Convert the currency of data to USD.

This method needs to be called if

the data contains non USD-denominated firms, e.g., CAD, and

CRSP’s market equity is used, which is always in USD.

convert_to_monthly(lag=4, limit=12)

Populate data to monthly frequency.

The index of data changes from datadate/gvkey to date/gvkey and datadate is kept as a column. The date and datadate has a gap of at least lag months.

Parameters:

lag – Minimum months between date and datadate: lag = 4 assumes funda is available 4 months after datadate.
limit – Maximum months to forward-fill the data.

load_data(sdate=None, edate=None)

Load funda data from file.

The loaded data is sorted on gvkey/datadate, has index = datadate/gvkey, and stored in the data attribute.

merge_with_fundq(fundq)

Merge funda with fundq.

If variable X is available in fundq, i.e., Xq or Xy exists, Xq(y) replaces X if:

X is missing, or

Xq(y) is not missing and fundq.datadate > funda.datadate.

Note

JKP create characteristics in funda and fundq separately and merge them, whereas we merge the raw data first and then generate characteristics. Since some variables in funda are not available in fundq, eg, ebitda, JKP make those unavailable variables from other variables and create characteristics, even when they are available in funda. We prefer to merge funda with fundq at the raw data level and create characteristics from the merged data.

Columns in both funda and fundq:

datadate, cusip, cik, sic, naics, sale, revt, cogs, xsga, dp, xrd, ib, nopi, spi, pi, txp, ni, txt, xint, capx, oancf, gdwlia, gdwlip, rect, act, che, ppegt, invt, at, aco, intan, ao, ppent, gdwl, lct, dlc, dltt, lt, pstk, ap, lco, lo, drc, drlt, txdi, ceq, scstkc, csho, prcc_f, oibdp, oiadp, mii, xopr, xi, do, xido, ibc, dpc, xidoc, fincf, fiao, txbcof, dltr, dlcch, prstkc, sstk, dv, ivao, ivst, re, txditc, txdb, seq, mib, icapt, ajex, curcd, exratd, rcount

Columns in funda but not in fundq:

xad, gp, ebitda, ebit, txfed, txfo, dvt, ob, gwo, fatb, fatl, dm, dcvt, cshrc, dcpstk, emp, xlr, ds, dvc, itcb, pstkrv, pstkl, dltis, ppenb, ppenls

Parameters:: fundq – FUNDQ instance.

postprocess()

Postprocess data.

This method deletes temporary variables (variables starting with ‘_’) and replaces infinite values with nan.
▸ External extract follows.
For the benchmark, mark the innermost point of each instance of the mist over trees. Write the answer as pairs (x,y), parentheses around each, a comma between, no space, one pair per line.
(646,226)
This method can be overridden to add code to trim or winsorize characteristics.

update_variables()

Preprocess data before creating characteristics.

Replace missing values with other variables.
Create frequently used variables.

pyanomaly.characteristics.FUNDQ

class pyanomaly.characteristics.FUNDQ(alias=None, data=None, freq=4)

Bases: Panel

Class to generate firm characteristics from fundq.

The firm characteristics generated in this class can be viewed using FUNDQ.show_available_functions():

>>> FUNDQ().show_available_functions()

Parameters:

alias – Characteristic column name in mapping.xlsx. If None, function names (without ‘c_’) are used as the characteristic names.
data – DataFrame with index = date/id, sorted on id/date.
freq – Frequency of data. ANNUAL, QUARTERLY, MONTHLY, or DAILY. Default to QUARTERLY.

c_chtx(): Tax expense surprise. Thomas and Zhang (2011)

c_ni_inc8q(): Number of consecutive quarters with earnings increases. Barth, Elliott, and Finn (1999)

c_niq_at(): Quarterly return on assets. Balakrishnan, Bartov, and Faurel (2010)

c_niq_at_chg1(): Change in quarterly return on assets. Balakrishnan, Bartov, and Faurel (2010)

c_niq_be(): Return on equity (quarterly). Hou, Xue, and Zhang (2015)

c_niq_be_chg1(): Change in quarterly return on equity. Balakrishnan, Bartov, and Faurel (2010)

c_niq_su(): Earnings surprise. Foster, Olsen, and Shevlin (1984)

c_ocfq_saleq_std(): Cash flow volatility. Huang (2009)

c_roavol(): ROA volatility. Francis et al. (2004)

c_rsup(): Revenue surprise (Karma). Kama (2009)

c_saleq_su(): Revenue surprise. Jegadeesh and Livnat (2006)

c_stdacc(): Accrual volatility. Bandyopadhyay, Huang, and Wirjanto (2010)

convert_currency()

Convert the currency of data to USD.

This method needs to be called if

the data contains non USD-denominated firms, e.g., CAD, and

CRSP’s market equity is used, which is always in USD.

convert_to_monthly(lag=4, limit=3)

Populate data to monthly frequency.

The index of data changes from datadate/gvkey to date/gvkey and datadate is kept as a column. The date and datadate has a gap of at least lag months.

Parameters:

lag – Minimum months between date and datadate: lag = 4 assumes funda is available 4 months after datadate.
limit – Maximum months to forward-fill the data.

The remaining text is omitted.